Really? My proposal is the so called "chunks" format aka option #3 in the white paper. I've suggested two encodings, one of which is Protobuf. Description of the chunks format is independent of encoding, except some remarks. I wrote most of the text before I was an advocate of Protobuf after all.

Protobuf just fits with the chunks format perfectly, but it's true that what I wrote is not unique to Protobuf. It applies to chunks format regardless of encoding. Except that you can use standard toolsets with Protobuf (record [w/o archive header] is a valid Protobuf message).

Go on with CBOR, I'm not holding you back :)

chad-earthscope commented 7 years ago

It may not matter but the internet standards draft from Protobuf expired in 2013, there is no record of review or iteration, never made it to RFC.
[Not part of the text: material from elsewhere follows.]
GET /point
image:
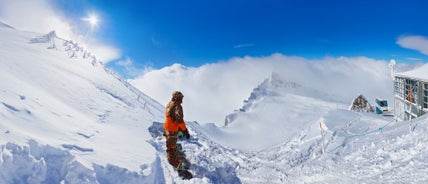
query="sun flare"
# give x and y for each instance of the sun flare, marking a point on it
(92, 19)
Yes, I know that. Apparently Google was not interested in pushing it. Maybe the encoding is just so trivial that RFC did not make sense.

This is not just for you. It is a public record of a conversation that may be visited by others wanting to understand the evaluation, merits and problems of various approaches. Which is why...

Protobuf just fits with the chunks format perfectly, but it's true that what I wrote is not unique to Protobuf.

clarifying that when you write "Protobuf" you actually mean "Option 3" is important.